In this post, we highlight some of the key enhancements introduced for streaming jobs.

Performance

The Amazon EMR runtime for Apache Spark delivers a high-performance runtime environment while maintaining 100% API compatibility with open source Spark. Additionally, we have introduced the following enhancements to provide improved support for streaming jobs.

Amazon Kinesis connector with Enhanced Fan-Out Support

Traditional Spark streaming applications reading from Kinesis Data Streams often face throughput limitations due to shared shard-level read capacity, where multiple consumers compete for the default 2 MBps per shard throughput. This bottleneck becomes particularly challenging in scenarios requiring real-time processing across multiple consuming applications.

To address this challenge, we released the open source Amazon Kinesis Data Streams Connector for Spark Structured Streaming that supports enhanced fan-out for dedicated read throughput. Compatible with both provisioned and on-demand Kinesis Data Streams, enhanced fan-out provides each consumer with dedicated throughput of 2 MBps per shard. This enables streaming jobs to process data concurrently without the constraints of shared throughput, significantly reducing latency and facilitating near real-time processing of large data streams. By eliminating competition between consumers and enhancing parallelism, enhanced fan-out provides faster, more efficient data processing, which boosts the overall performance of streaming jobs on EMR Serverless. Starting with Amazon EMR 7.1, the connector comes pre-packaged on EMR Serverless, so you don’t need to build or download any packages.

The following diagram illustrates the architecture using shared throughput.

The following diagram illustrates the architecture using enhanced fan-out and dedicated throughput.
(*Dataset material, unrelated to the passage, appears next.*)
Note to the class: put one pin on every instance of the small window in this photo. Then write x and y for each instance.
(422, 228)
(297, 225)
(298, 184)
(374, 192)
Refer to Build Spark Structured Streaming applications with the open source connector for Amazon Kinesis Data Streams for additional details on this connector.

Cost optimization

EMR Serverless charges are based on the total vCPU, memory, and storage resources utilized during the time workers are active, from when they are ready to execute tasks until they stop. To optimize costs, it is crucial to scale streaming jobs effectively. We have introduced the following enhancements to improve scaling at both the task level and across multiple tasks.

Fine-Grained Scaling

In practical scenarios, data volumes can be unpredictable and exhibit sudden spikes, necessitating a platform capable of dynamically adjusting to workload changes. EMR Serverless eliminates the risks of over- or under-provisioning resources for your streaming workloads. EMR Serverless scaling uses Spark dynamic allocation to correctly scale the executors according to demand. The scalability of a streaming job is also influenced by its data source to make sure Kinesis shards or Kafka partitions are also scaled accordingly. Each Kinesis shard and Kafka partition corresponds to a single Spark executor core. To achieve optimal throughput, use a one-to-one ratio of Spark executor cores to Kinesis shards or Kafka partitions.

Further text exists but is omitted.